PENERAPAN Kawasan Perdagangan Bebas (FTZ) di Batam dinilai tertinggal jauh dari negara lain yang menerapkan kebijakan serupa.
Hal itu bisa dilihat infrastruktur seperti jalan raya dan pelabuhan transshipment belum optimal.
Peneliti Institute for Development of Economics & Finance (Indef), Ahmad Heri Firdaus menilai Batam perlu meningkatkan competitive edge agar bisa bersaing dengan negara lain.

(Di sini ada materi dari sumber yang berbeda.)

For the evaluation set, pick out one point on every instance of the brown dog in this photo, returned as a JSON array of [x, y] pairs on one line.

“Dengan status Batam sebagai FTZ, maka kondisi infrastruktur tersebut masih sangat kurang untuk menunjang kegiatan ekonomi di Batam,” ujar Ahmad pada seminar nasional yang diprakarsai Kamar Dagang Industri (Kadin) Kota Batam beserta mahasiswa se-Kota Batam di Radisson Hotel, Batam, Sabtu (10/11/2018).
Ahmad merujuk pada data tahun 2014 yang dimiliki oleh Dinas Pekerjaan Umum Batam mengenai infrastruktur jalan di Batam.
Dalam data tersebut tercatat sebanyak 80,49 persen sudah berupa jalan aspal, 14,04 persen masih berupa kerikil dan 5,47 persen jalan tanah atau belum tembus.
Dilihat dari kondisi jalan, sebanyak 66,66 persen dalam keadaan baik. Sementara 9,32 persen jalan kota ini dalam keadaan sedang. Kemudian 9,72 persen rusak ringan serta 14,03 persen rusak berat.
“Ini perlu segera dibenahi,” ujar dia.
Dasar hukum dari implementasi FTZ di Batam juga jadi sorotannya. Menurutnya, peraturan turunan yang merupakan amanat dari Undang-Undang Kawasan Perdagangan Bebas dan Pelabuhan Bebas tidak didesain secara harmonis.
Katanya, ada ketidaksinkronan pada peraturan turunan tersebut, contohnya Peraturan Pemerintah No 10 Tahun 2012 tentang tentang Perlakuan Kepabeanan, Perpajakan, dan Cukai serta Tata Laksana Pemasukan dan Pengeluaran Barang ke dan dari serta Berada di Kawasan yang Telah Ditetapkan Sebagai Kawasan Perdagangan Bebas dan Pelabuhan Bebas.
“Dalam pasal 4 PP tersebut dijelaskan bahwa seolah-olah kawasan bebas adalah ke luar negeri sehingga jika akan memasukan barang harus sesuai dengan UU FTZ. Kemudian dalam pasal 6-7 PP tersebut yang menghendaki adanya pemeriksaan fisik terhadap keluar masuk barang dari dan atau ke kawasan bebas,” ujar dia.
Kemudian pada pasal 14-22 yang berkaitan dengan keluar masuk barang yang saling bertolak belakang dengan ketentuan FTZ. Beberapa poin tersebut, jelas tidak harmonis dengan Undang-undang No 44 Tahun 2007.
Peneliti Indef ini juga menyampaikan implementasi FTZ di Batam juga memerlukan harmonisasi kelembagaan.
“Harmonisasi kelembagaan di Batam, sangat diperlukan untuk mempercepat pembangunan infrastruktur yang mendukung efektivitas dan efisiensi kawasan Batam, utamanya pembangunan pelabuhan transshipment,” sebut Ahmad.
Seminar nasional bertema Masa Depan Batam ini digelar sebagai upaya untuk menjawab keresahan sejumlah pihak yang merasakan menurunnya ekonomi kota industri ini.